The world population has witnessed more than 600 neurological disorders, of which brain tumors, epilepsy, Parkinson's disease and stroke take a major loaf. However, the saddening fact is that the treatment options for these disorders are minimal.

Canvassing of these facts led to the genesis of Oligogen Inc. in 2015 that aimed at developing treatment possibilities for such neurological disorders. The name Oligogen comes from the word 'oligodendrocyte,' one of major components of brain derived from human neural stem cell. The product has also been granted patent in Japan and the US in 2014.

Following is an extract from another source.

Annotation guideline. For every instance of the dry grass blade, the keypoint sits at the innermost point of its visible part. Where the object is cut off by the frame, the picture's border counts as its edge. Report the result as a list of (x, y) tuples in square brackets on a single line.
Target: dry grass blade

The developed and patented product has been named as OligoGenie, which is a new type of human neural stem cell. This cell has the capability to differentiate into oligodendrocyte at around 99% efficiency, which is more than five times higher than the competitor's product. The oligodendrocyte regenerates the myelin sheath and prevents electronic leakage.

One of the most striking features of OligoGenie is that it can be expanded up to more than one billion times with no tumorigenicity. In addition, these cells are multi-potent, tolerant to freezing, and highly cost-effective as compared to ES or iPS product.

Oligogen Inc. has now focused its research on developing cell therapy products for treating Pelizaeus-Merzbacher disease, which is one of congenital cerebral hypomyelination. For accomplishing this mission, the Innovation Hub Kyoto has already extended their hands by investing in this venture.

With high potential and hopes, Oligogen Inc. believes in generating profit and growing the business in the future.

[Mentors' comments]

 "How do you plan to deliver this cell therapy in the congenital disease?."Dr. Kevin Grimes, Stanford University

 " Where's this stem cell coming from?."Dr. Toshio Fujimoto, Takeda Pharmaceutical Company


Mr. Kido was studying gene therapy at Kyoto University. He moved to the United States for research on neural stem cells in 2000 and started business in the United States in 2004. In 2015 he launched OLIGOGEN, Inc. in Japan for practical use of regenerated medical products.